O presidente da Famurs, Salmo Dias de Oliveira, juntamente com presidentes e representantes das 27 Associações Regionais que compõem a entidade, esteve reunido com o governador José Ivo Sartori, na última segunda-feira (30/10), no Palácio Piratini, para buscar soluções aos problemas que os municípios enfrentam para custeio de serviços na área da Saúde. “Os municípios vêm arcando com estas despesas desde 2014. Chegamos no limite”, argumenta Salmo.
Em resposta à solicitação da Famurs, o governo do Estado irá um cronograma de pagamento, dia 28 de novembro, em encontro na Famurs, com a presença do secretário de Saúde, João Gabbardo dos Reis, e o chefe Casa Civil, Fábio Branco. O Piratini possui R$ 420 milhões em atraso com programas municipais de saúde, mas sugeriu quitar apenas R$ 240 milhões, referentes aos anos de 2015 a 2017, em 12 parcelas de R$ 20 milhões a partir de janeiro de 2018. Os repasses que ficaram em haver da gestão de Tarso Genro, no valor de R$ 180 milhões, não estão no calendário de pagamentos do governo do Estado. “O governador alega incapacidade de cumprir com os pagamentos e condiciona a quitação destes débitos à aprovação do ajuste fiscal com a União. Por isso, a Famurs orienta os prefeitos a judicializarem para a garantia dos repasses”, afirma Salmo. Ficou definido que o Estado irá quitar os repasses de outubro, novembro e dezembro de 2017.
De acordo com o dirigente, é insustentável a situação de alguns municípios, que estão arcando, em média, com mais de 37% do seu orçamento em Saúde. Em agosto, durante assembleia, a Famurs manifestou posição favorável à judicialização por parte dos municípios contra o Tesouro do Estado para garantir os repasses da Saúde. Mais de 70 prefeituras já obtiveram liminar favorável na Justiça e outras 60 ingressaram judicialmente com a mesma finalidade. Para Salmo, a previsão de pagamento do governo do Estado está muito distante da realidade dos municípios. “Sem um aporte imediato, não há como vencer essas demandas. Os prefeitos usaram recursos livres para cumprir com obrigações que são do Estado.

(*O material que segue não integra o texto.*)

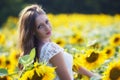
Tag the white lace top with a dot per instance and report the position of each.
(51, 49)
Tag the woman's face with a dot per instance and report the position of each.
(43, 27)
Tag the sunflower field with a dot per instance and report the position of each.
(93, 40)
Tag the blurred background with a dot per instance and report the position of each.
(87, 29)
(12, 8)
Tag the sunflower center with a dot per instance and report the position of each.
(114, 73)
(7, 62)
(108, 51)
(59, 42)
(3, 78)
(117, 39)
(0, 62)
(17, 56)
(36, 76)
(93, 57)
(79, 40)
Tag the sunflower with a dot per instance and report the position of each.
(39, 72)
(60, 41)
(113, 71)
(115, 40)
(2, 39)
(109, 51)
(5, 78)
(92, 59)
(2, 61)
(76, 38)
(14, 55)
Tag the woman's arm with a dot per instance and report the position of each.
(61, 69)
(84, 71)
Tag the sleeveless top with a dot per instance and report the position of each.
(51, 49)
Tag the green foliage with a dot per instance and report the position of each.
(3, 72)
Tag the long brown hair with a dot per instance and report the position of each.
(27, 38)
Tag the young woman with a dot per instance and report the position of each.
(35, 32)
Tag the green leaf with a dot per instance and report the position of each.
(32, 53)
(3, 72)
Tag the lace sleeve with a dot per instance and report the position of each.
(50, 50)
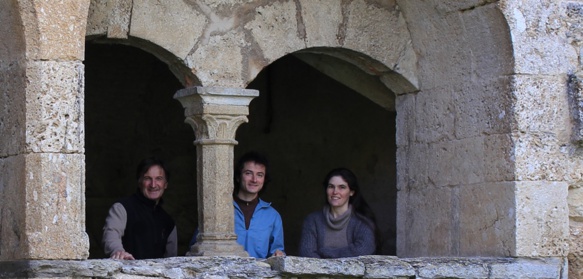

Queremos duas parcelas ainda este ano para ajudar a fechar as contas”, afirma Salmo.
Os prefeitos reivindicaram, ainda, suplementação orçamentária para que a Secretaria Estadual de Saúde cumpra com as pactuações junto aos hospitais e municípios, mantendo o pagamento em dia; reconhecimento das dívidas estaduais não empenhadas no período de 2014 a 2017 para os programas municipais de saúde; e apoio às emendas apresentadas pela Famurs ao Orçamento do Estado para 2018: incentivo estadual para os Hospitais de Pequeno Porte e Pronto-Atendimentos de Urgência e complementação de R$ 20 milhões para a Política Estadual de Incentivo Estadual à Qualificação da Atenção Básica (PIES).